MethodPathAuthPreconditionDescription
POST/api/v1/chamber/initSetup token (Bearer)uninitializedInitialize KMS config and optional unseal operators
DELETE/api/v1/chamber/initSetup token (Bearer)awaiting_registrationReset to uninitialized, print new setup token
GET/api/v1/chamber/statuschamber_status scopeAnyCurrent seal state, key counts, enclave info
GET/api/v1/chamber/attestationchamber_status scopeNitro Enclave onlyRaw COSE-signed attestation document
POST/api/v1/chamber/unseal/registerRegistration token (Bearer)awaiting_registration or awaiting_rotationRegister operator passphrase, encrypt share
POST/api/v1/chamber/unsealNone (passphrase is auth)kms_unsealedSubmit operator passphrase, accumulate share
DELETE/api/v1/chamber/unsealchamber_rotate scopekms_unsealedDiscard partial shares, restart ceremony
POST/api/v1/chamber/unseal/credentialsNone (existing passphrase is auth)unsealed or kms_unsealedAdd a new credential for an operator
DELETE/api/v1/chamber/unseal/credentialsNone (existing passphrase is auth)AnyRemove a credential (cannot remove last)
GET/api/v1/chamber/unseal/credentialsNoneAnyList credential IDs for an operator
POST/api/v1/chamber/sealchamber_seal scopeunsealedEmergency seal, zeroize master key
POST/api/v1/chamber/rotate/kmschamber_rotate scopeunsealedRe-split master key with new KMS keys
POST/api/v1/chamber/rotate/unsealchamber_rotate scopeunsealedStart operator rotation, enter awaiting_rotation
DELETE/api/v1/chamber/rotate/unsealchamber_rotate scopeawaiting_rotationCancel rotation, restore unsealed
POST/api/v1/chamber/rotate/modechamber_rotate scopeunsealedSwitch between kms_only and unseal modes

For full request and response schemas, see the API Reference.

key_sources:
dynamodb:
table: containment-keys
# Unseal ceremony timeout.

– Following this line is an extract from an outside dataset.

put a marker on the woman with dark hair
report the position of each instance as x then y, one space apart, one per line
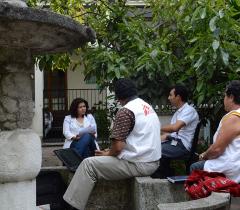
80 129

Accumulated shares are cleared if the ceremony
# isn't completed within this window. 0 = disabled.
unseal_timeout_minutes: 30
# Canary keys: validator public keys that trigger an alert when they sign.
# Signing proceeds normally — the canary only logs a warning and increments a metric.
canary_keys:
- "0xabc123..."
server:
# Enable seccomp syscall filtering (Linux only).
# Restricts the process to a minimal syscall allowlist.
seccomp: false
FieldDefaultDescription
dynamodb.unseal_timeout_minutes30Minutes before partial unseal shares expire. 0 disables the timeout.
canary_keys[]Validator public keys that trigger a warning and metric increment when they sign.
server.seccompfalseEnable seccomp syscall filtering on Linux.